Being part of the NIHR GM PSRC has offered countless opportunities for meaningful involvement through which I’ve been able to develop an understanding of how public involvement in research can shape policy, influence funding, improve safety and awareness in service provision across the mental health landscape and make real differences to people’s experiences of care during some of their worst times.
So, when I was asked to write this blog for IWD, I thought hard about why women’s involvement in patient safety research is needed.
Prof Neena Modi’s 2022 BMA blog clearly describes the systemic inequality in our healthcare systems, not designed with women’s needs and preferences in mind: from heart attacks to mental health, women’s needs are different.
Women still are under-represented in some areas of medical research due in part to fewer women researchers and historical and default biases, so conditions such as mental illness and migraine which affect women more are underfunded.

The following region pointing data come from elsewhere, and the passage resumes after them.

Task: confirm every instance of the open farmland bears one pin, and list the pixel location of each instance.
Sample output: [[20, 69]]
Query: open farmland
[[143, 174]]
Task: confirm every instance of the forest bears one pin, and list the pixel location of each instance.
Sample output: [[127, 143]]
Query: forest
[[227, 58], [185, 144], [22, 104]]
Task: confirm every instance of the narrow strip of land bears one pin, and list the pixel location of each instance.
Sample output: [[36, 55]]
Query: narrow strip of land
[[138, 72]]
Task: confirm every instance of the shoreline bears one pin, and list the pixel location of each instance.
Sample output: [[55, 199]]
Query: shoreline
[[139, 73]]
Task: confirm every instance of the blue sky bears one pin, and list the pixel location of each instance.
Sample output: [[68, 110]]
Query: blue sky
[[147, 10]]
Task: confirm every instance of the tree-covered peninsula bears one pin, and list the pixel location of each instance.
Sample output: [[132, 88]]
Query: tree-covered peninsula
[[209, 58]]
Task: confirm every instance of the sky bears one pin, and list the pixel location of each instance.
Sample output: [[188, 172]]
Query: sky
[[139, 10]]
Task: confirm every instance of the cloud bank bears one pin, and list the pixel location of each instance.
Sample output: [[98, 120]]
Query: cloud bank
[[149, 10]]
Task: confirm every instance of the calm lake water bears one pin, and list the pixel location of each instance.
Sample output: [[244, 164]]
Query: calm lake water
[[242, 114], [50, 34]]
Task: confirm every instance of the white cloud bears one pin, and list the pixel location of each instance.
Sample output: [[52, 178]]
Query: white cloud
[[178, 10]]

And, in 2026, 60% of unpaid carers are still women, as are the majority of paid carers, (81%). Including these women in patient safety research is fundamental – they experience higher rates of stress, anxiety and isolation – and they need to be adequately recompensed and practically facilitated to enable their participation as 30% of them receive no Carer’s Allowance.

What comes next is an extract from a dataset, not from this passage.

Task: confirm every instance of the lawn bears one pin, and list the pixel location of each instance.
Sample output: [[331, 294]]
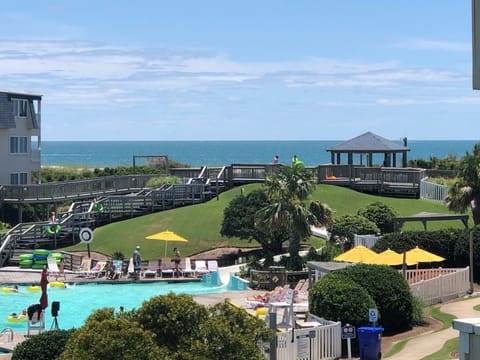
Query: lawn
[[201, 223]]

These factors highlight the need for all health research to include women meaningfully. Their lived experiences of systemic exclusion, bias and inequality can expose important, often hidden, aspects of patient safety realities –including those unquantifiable costs and traumas of life – abuses (women are significantly more likely to experience abuse than men1), everyday sexism (half of all women have experienced incidents1), economic inequalities (84%men work full-time but only 60% women2) and childcare and caring burdens3 which may last years.
I was reminded of Ann Oakley’s 1974 exposition of the gendered burden of unpaid domestic and emotional labour borne by women and, despite some significant societal shifts in the subsequent 50 years, I frequently hear women’s stories which show they still carry that weight. Their voices must be heard in research.
- https://www.ons.gov.uk/peoplepopulationandcommunity/crimeandjustice/bulletins/domesticabuseinenglandandwalesoverview/november2025#headline-statistics-on-domestic-abuse
- https://www.ons.gov.uk/employmentandlabourmarket/peopleinwork/earningsandworkinghours/bulletins/genderpaygapintheuk/2025#main-points
- SeedatS, Rondon M. Women’s wellbeing and the burden of unpaid work BMJ2021;374:n1972 doi:10.1136/bmj.n1972 available online at: https://www.bmj.com/content/374/bmj.n1972
The views expressed are those of the author(s) and not necessarily those of the NIHR or the Department of Health and Social Care.